39 pembangunan sarana transportasi, jaminan keamanan, perijinan, keimigrasian dan bea cukai, baik untuk wisatawan maupun investor. Menurut Departemen Kelautan dan Perikanan (2006), agar pengembangan wisata bahari dapat tercapai maka faktor-faktor penghambat tersebut harus ditangani dengan serius, sistematis dan menyeluruh berdasarkan skala prioritas. Berdasarkan analisis di atas, maka dapat dirumuskan permasahan penelitian untuk mendapatkan penanganan pengembangan UMKM di pulau kecil sebagai berikut. 1. Usaha mikro dan kecil apa sajakah yang telah berkembang? 2. Bagaimana mekanisme pengelolaan usaha mikro dan kecil sektor wisata bahari sehingga dapat menunjang pemberdayaan masyarakat lokal? 3. Bagaimana strategi pengembangan yang tepat berdasarkan skala prioritas? C. Tujuan 1. Mengidentifikasi usaha mikro dan kecil sektor wisata bahari di pulau kecil. 2. Menganalisis mekanisme pengelolaan usaha mikro dan kecil sektor wisata bahari di pulau kecil dalam rangka pemberdayaan masyarakat guna mencapai pertumbuhan ekonomi masyarakat lokal yang lebih baik. 3. Menyusun strategi pengembangan usaha mikro dan kecil sektor wisata bahari di pulau kecil yang tepat.
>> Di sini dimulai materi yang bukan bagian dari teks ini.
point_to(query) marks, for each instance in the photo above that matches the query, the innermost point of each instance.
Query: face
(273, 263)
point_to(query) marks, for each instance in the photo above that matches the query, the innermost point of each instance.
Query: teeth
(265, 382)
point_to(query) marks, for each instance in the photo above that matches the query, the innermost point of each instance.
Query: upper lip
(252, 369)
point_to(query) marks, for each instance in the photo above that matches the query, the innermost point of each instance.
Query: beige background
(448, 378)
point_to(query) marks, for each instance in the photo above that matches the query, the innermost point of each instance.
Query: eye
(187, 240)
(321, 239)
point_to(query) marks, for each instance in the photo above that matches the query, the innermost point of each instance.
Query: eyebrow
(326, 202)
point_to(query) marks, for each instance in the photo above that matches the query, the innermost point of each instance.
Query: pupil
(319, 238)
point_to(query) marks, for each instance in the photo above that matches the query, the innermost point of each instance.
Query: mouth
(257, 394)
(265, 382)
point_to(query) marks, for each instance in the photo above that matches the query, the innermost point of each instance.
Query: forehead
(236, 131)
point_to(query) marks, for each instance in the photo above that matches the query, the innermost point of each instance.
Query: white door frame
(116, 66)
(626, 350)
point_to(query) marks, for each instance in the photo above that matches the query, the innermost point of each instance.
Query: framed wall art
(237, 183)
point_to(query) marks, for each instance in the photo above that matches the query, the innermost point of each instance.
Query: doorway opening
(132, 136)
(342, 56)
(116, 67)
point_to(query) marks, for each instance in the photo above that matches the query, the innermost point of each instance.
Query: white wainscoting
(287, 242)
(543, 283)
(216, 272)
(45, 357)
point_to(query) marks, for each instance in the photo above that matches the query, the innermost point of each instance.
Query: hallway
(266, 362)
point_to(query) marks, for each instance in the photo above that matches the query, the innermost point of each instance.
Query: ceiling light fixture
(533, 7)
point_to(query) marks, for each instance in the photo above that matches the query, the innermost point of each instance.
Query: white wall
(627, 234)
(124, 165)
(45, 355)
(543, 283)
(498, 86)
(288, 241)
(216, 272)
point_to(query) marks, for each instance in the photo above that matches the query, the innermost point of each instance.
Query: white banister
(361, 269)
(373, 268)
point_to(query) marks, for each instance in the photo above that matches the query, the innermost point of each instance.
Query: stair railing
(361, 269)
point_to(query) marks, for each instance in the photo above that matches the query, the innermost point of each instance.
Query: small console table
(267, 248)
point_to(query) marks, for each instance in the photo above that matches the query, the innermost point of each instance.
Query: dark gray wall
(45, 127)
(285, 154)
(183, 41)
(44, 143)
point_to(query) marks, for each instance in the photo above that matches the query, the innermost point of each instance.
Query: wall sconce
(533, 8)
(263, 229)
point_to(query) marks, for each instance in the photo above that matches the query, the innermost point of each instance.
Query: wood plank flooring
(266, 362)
D. Kegunaan 1. Sebagai masukan untuk meningkatkan pengembangan usaha mikro dan kecil sektor wisata bahari yang dimiliki oleh masyarakat di lokasi penelitian. 2. Sebagai bahan pertimbangan dan masukan bagi setiap kelompok bisnis atau usaha, stakeholders di bidang wisata bahari, serta Pemerintah Pusat maupun Pemerintah Daerah dalam pengambilan kebijakan yang mendukung tumbuhkembangnya usaha mikro dan kecil sektor wisata bahari di lokasi penelitian.